My takeaways from this book
- always hedge your bets
- those that converted their marks to other currencies retained more of their value
- the government is not going to tell you the truth and will appeal to your patriotism to stay/right the sinking ship
- those with fixed incomes (pensions, etc) get absolutely destroyed because their income stays fixed
- the blue collar were earning more than white collar during this time. Related because the blue collar could shop their skills around to those willing to pay, whilst those with jobs only had the one source/method of income
- blue collar would demand wage rises due to the increasing cost of living. The government would print more money to appease those people, creating a positive feedback loop when the government would not be able to stop
- the mark was losing value every day so Farmers were withholding produce as long as possible for a better price. Restricting supply and thus increasing
- Inflation (hyper-inflation) would not be linear and you would see an exponential increase
- Within the bubble, new/the government would keep this inflation informaiton from the masses. People actually felt that the prices were rising rather that the money was being devalued
- hard choices need to be made (and strong armed) and having a republic would be deterimental as opposing groups try to advance their objectives. the incentive for the masses will rule and will prioritise 1st order effects over 2nd order effects.
Related takeaways
- Raising taxes is politcal suicide. it is easier to tax the populace through increasing the money supply. it is kind of stealth tax because the numbers and effects are not 1-1 correlated.
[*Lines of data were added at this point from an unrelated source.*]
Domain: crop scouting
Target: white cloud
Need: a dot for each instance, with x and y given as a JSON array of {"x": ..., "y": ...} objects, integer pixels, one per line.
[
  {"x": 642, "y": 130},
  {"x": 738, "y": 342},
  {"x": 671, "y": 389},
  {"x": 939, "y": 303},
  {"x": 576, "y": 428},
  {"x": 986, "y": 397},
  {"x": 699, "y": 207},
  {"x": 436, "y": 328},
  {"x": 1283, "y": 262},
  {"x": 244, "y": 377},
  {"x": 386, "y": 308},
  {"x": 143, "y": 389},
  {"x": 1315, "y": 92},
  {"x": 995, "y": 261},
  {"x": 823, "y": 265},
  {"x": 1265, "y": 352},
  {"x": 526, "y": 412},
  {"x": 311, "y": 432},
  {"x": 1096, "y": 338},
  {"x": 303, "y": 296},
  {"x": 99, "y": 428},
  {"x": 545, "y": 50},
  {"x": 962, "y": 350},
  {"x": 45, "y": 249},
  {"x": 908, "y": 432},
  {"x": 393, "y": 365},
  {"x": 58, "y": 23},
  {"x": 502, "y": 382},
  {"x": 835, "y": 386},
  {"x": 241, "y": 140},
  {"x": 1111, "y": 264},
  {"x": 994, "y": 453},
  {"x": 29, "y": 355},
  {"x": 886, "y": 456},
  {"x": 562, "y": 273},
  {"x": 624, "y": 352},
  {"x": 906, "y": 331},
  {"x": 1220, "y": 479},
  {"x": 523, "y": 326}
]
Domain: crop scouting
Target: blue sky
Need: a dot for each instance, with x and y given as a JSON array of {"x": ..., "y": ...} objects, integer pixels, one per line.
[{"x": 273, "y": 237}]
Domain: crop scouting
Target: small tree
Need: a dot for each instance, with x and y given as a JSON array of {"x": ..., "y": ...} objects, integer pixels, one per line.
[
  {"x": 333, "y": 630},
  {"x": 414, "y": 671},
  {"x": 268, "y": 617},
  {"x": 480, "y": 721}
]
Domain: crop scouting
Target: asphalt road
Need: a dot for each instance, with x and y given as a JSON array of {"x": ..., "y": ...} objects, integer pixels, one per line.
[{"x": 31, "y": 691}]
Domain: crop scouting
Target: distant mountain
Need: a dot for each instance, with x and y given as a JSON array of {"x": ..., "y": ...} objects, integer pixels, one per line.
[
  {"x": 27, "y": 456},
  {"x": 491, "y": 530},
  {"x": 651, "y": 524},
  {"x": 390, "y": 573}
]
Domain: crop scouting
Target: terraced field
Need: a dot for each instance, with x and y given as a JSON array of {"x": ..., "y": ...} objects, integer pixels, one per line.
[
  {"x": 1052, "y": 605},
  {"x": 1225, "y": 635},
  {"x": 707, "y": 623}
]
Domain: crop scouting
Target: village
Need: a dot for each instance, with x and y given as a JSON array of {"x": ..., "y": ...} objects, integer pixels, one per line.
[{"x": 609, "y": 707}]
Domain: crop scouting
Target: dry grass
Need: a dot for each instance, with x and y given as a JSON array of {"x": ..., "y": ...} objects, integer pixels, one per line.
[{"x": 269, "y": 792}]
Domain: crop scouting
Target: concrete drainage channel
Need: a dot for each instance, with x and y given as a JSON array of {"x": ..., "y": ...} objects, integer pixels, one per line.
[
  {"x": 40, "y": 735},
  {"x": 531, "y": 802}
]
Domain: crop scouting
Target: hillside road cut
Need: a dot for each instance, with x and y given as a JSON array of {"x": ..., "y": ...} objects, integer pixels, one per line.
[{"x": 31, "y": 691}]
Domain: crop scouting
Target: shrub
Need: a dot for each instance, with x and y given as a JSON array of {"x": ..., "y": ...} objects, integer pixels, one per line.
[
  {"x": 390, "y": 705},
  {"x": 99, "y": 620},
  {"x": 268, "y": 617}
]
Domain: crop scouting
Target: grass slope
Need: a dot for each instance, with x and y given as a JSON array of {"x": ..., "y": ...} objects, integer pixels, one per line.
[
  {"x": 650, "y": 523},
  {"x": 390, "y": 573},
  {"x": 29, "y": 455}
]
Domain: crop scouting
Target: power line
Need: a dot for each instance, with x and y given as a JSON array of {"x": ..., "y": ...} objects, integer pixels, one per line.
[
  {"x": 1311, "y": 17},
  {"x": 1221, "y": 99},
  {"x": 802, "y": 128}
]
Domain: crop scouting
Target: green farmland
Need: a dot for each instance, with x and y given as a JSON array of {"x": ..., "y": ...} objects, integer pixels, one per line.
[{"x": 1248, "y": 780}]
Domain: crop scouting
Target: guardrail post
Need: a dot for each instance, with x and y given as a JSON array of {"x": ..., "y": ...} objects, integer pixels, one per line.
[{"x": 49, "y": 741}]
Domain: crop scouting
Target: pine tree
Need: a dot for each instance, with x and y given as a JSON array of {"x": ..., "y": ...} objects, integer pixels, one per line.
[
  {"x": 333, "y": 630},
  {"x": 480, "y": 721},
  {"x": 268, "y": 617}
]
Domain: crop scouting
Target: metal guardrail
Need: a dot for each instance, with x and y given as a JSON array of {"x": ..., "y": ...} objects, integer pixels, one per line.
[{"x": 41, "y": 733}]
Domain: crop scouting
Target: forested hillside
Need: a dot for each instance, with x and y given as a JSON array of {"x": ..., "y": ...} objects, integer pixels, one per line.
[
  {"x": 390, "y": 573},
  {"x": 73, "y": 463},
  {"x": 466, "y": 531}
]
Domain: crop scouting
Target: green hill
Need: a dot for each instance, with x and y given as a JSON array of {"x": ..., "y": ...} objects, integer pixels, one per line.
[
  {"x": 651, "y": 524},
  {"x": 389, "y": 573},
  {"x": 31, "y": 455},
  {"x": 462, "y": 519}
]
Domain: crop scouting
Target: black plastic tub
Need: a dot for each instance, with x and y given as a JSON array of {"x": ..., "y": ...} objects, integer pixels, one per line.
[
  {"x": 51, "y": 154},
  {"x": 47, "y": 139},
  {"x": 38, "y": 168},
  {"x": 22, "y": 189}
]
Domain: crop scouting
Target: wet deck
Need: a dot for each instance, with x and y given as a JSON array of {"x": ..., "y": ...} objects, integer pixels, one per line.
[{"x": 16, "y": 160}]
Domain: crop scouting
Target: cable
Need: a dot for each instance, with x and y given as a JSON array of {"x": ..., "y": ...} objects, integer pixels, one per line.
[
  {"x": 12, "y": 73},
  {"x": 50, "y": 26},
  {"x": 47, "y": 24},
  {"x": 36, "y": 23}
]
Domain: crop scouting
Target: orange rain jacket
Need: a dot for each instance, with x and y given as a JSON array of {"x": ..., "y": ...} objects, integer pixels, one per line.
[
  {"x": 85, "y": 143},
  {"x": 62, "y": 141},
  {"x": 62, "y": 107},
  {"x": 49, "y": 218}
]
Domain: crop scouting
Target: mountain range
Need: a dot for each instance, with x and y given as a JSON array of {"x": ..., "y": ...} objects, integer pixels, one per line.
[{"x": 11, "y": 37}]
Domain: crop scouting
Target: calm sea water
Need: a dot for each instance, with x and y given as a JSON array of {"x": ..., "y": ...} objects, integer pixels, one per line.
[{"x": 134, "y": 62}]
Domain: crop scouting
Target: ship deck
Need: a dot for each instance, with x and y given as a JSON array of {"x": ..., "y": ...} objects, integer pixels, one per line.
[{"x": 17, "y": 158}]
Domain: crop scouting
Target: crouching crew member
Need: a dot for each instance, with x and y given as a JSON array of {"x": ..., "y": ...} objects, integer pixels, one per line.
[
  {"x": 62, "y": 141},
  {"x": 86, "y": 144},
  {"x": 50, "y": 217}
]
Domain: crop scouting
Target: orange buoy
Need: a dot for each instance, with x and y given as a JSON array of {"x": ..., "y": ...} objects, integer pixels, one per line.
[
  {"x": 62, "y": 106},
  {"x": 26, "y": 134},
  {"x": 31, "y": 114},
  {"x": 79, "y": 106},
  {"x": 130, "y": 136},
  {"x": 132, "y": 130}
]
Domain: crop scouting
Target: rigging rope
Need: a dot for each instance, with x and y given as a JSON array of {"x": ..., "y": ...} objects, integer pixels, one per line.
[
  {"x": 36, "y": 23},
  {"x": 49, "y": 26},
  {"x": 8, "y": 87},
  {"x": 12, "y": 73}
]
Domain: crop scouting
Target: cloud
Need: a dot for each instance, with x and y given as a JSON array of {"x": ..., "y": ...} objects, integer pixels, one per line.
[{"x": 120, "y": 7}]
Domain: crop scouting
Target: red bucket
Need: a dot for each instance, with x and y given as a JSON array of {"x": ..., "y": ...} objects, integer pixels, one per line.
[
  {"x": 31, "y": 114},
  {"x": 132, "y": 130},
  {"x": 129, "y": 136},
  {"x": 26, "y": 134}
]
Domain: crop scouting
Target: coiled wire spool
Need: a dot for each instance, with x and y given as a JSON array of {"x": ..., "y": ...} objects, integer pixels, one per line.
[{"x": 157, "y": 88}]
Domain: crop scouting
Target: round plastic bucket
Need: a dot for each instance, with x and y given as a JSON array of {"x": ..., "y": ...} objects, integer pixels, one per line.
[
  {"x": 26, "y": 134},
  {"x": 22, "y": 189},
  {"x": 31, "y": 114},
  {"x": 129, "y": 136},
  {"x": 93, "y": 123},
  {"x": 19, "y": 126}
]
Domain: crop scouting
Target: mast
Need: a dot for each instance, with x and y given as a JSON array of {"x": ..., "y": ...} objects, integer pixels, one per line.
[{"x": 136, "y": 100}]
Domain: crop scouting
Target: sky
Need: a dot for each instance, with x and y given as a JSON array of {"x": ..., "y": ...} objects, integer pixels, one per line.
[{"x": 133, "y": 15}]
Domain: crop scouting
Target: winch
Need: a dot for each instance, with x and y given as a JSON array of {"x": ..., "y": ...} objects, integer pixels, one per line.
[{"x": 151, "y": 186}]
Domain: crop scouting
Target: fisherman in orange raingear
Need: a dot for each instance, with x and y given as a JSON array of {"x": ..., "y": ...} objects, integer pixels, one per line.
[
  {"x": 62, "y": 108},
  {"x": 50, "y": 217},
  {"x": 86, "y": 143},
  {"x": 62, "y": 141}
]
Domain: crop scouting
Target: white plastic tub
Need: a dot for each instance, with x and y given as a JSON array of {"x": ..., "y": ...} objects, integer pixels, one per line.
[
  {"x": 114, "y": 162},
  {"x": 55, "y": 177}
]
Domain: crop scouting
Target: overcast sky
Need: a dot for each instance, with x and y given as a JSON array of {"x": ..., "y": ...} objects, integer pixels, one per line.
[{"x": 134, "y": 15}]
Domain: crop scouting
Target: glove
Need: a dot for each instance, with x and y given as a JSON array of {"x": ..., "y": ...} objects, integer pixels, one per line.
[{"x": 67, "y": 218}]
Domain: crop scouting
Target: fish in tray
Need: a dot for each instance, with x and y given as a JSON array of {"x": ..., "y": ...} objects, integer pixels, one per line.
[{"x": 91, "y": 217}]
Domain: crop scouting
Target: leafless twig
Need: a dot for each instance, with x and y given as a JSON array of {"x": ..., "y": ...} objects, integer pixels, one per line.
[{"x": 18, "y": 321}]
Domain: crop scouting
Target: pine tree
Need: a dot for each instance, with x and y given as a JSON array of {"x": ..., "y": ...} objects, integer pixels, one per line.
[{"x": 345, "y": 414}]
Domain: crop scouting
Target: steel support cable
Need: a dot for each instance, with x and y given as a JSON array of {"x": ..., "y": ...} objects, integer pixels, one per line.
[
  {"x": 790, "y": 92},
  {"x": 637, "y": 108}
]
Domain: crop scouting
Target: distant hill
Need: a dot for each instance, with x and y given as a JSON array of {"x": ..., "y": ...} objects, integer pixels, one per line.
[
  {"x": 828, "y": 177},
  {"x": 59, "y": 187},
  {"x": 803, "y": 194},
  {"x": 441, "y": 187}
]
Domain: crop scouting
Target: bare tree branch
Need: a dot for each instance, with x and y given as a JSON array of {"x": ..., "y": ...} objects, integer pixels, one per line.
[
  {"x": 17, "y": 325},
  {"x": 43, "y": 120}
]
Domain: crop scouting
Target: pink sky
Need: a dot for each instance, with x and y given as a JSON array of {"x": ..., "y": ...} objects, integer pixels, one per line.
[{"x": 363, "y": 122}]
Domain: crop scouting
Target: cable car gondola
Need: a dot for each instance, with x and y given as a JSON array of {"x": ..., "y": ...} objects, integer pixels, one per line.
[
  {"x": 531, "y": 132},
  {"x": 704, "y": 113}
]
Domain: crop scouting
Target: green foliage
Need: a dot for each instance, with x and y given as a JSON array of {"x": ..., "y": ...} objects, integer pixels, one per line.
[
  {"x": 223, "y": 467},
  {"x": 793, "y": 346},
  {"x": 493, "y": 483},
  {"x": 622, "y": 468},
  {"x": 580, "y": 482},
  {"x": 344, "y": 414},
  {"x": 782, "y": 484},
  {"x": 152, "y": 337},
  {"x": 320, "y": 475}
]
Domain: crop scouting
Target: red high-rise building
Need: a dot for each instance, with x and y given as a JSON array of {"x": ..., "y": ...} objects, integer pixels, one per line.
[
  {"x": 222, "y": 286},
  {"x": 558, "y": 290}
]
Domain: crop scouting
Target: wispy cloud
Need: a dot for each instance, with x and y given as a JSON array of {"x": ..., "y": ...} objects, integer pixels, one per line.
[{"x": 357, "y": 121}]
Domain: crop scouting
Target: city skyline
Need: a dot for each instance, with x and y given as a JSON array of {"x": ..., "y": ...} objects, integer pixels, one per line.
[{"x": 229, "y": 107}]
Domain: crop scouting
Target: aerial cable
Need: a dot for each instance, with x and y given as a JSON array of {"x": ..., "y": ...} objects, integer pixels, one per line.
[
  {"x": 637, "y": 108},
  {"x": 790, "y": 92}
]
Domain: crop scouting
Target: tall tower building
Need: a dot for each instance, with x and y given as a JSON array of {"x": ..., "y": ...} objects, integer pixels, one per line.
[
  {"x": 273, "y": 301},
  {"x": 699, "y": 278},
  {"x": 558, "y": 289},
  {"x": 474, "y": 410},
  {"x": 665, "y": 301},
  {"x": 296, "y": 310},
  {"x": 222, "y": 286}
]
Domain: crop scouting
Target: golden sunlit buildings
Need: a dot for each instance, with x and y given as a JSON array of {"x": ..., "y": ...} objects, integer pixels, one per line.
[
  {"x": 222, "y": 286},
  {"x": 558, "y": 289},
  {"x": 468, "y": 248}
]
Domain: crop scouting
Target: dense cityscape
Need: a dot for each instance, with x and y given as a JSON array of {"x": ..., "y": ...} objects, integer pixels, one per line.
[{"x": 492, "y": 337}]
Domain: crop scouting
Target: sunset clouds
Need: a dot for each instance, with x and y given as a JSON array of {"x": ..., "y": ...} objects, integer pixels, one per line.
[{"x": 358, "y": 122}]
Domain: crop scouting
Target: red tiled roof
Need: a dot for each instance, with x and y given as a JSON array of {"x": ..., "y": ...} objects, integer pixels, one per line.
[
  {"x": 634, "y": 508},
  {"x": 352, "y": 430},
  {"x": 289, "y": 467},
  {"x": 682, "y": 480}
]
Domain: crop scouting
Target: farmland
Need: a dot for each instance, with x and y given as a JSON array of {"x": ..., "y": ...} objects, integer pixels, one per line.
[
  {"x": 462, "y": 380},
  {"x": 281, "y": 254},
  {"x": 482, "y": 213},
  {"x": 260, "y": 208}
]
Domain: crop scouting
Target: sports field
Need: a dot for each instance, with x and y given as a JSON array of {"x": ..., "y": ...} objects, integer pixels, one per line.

It takes time for the effects to be felt. M2 velocity to increase.
- whilst increasing taxes there is a headline number and easy calculation that a taxpayer can produce
- it took 50 years for UK to pay back debts back to the US, whilst it took US only a few years of inflation to get rid of the WW2 debt
- the luxury items produced during a bull phase lose alot of value during a depression as these goods are ‘nice to have’ rather than essential. People were bartering their pianos, valuable possessions just for a sack of potatoes
- These items (piano) were illiquid and not fungible. WSB suggests stacking the sats and the crypto because this is the boat in a rising tide that is slowly creeping up. All is fine when it is at your ankles, but once it reaches past your mouth and over – where you can no longer stand. Everyday is a struggle.